Running notes from the LIFT07 conference in Geneva.
Jaewoong Lee is the founder of Daum
in Korea, one of Asia's largest Internet platforms. He talks about the
human brain as a metaphor, where neurons work individually but also
collectively. "This was my vision for building systems that allow
people to work together and create meaningful things". Then he talks
about the history of media: from one-to-one to mass communication to
"mass to mass", and now Google: "is there something after Google?" His
answer is yes. When he first typed LIFT into Google, out came as first
result the site of the London International Festival Theatre
(the ranking has changed in the meantime). So "providing information
based on keywords may not be enough"; there is too much of it, time is
limited, quality still needs to be verified. For Jaewoong, user-generated content and collaborative content-filtering is a possible "post-Google": more users means more content means more qualified content means the opening up of lots of niche content (Long Tail).
Which creates a new problem: most user-generated content is not consumed, it becomes like a social debris.

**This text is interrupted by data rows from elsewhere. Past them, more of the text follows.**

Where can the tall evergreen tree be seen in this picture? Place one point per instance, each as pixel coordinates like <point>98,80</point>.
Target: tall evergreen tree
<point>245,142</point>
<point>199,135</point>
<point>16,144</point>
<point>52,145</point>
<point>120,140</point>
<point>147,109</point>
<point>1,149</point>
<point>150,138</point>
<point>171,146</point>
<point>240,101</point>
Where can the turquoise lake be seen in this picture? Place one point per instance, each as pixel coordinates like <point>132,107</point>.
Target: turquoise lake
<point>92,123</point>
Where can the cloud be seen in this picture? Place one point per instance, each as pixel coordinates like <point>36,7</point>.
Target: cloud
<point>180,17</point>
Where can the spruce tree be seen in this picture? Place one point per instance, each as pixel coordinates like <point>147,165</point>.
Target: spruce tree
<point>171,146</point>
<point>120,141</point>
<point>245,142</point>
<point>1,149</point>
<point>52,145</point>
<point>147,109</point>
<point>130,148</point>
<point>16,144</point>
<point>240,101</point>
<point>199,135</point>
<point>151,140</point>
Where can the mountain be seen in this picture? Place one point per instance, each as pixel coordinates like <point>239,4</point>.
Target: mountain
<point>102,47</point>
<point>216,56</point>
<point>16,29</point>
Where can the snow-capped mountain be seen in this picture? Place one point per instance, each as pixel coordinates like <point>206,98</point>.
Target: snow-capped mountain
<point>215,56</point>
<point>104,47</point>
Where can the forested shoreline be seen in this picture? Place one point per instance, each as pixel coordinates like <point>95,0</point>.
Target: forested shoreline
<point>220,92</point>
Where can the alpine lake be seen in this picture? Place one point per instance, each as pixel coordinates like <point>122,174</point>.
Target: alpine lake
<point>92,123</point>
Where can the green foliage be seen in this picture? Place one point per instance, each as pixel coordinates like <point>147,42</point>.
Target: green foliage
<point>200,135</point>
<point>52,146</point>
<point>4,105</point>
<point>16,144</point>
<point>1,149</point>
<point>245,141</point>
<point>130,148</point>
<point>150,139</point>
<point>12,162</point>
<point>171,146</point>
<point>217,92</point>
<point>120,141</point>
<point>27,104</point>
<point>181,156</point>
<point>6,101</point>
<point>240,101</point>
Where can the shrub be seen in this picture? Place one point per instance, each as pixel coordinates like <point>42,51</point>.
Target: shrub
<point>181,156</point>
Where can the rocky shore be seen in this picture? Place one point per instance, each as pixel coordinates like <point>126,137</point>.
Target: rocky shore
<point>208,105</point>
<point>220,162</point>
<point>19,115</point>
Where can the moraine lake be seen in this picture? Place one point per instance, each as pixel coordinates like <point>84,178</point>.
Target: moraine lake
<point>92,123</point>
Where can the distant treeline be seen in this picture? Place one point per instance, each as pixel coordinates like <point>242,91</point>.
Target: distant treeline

So we maybe need to have some function that acts as a layer between
users. Some kind of content aggregators that can filter content;
"community gardeners" taking care of the community; ways to better
filter information; mass participation and collaborative filtering.
Despite the general perception, not everybody can Google in a
smart/effective way. Not everyone can write a Wikipedia entry, or
create a YouTube video. There is a divide in creation and information retrieval.
We have to figure out the services and functionalities, the layers that
are simple and functional and can help groups to create and retrieve --
a sort of "meta web2.0 services". "This will be the true mass market".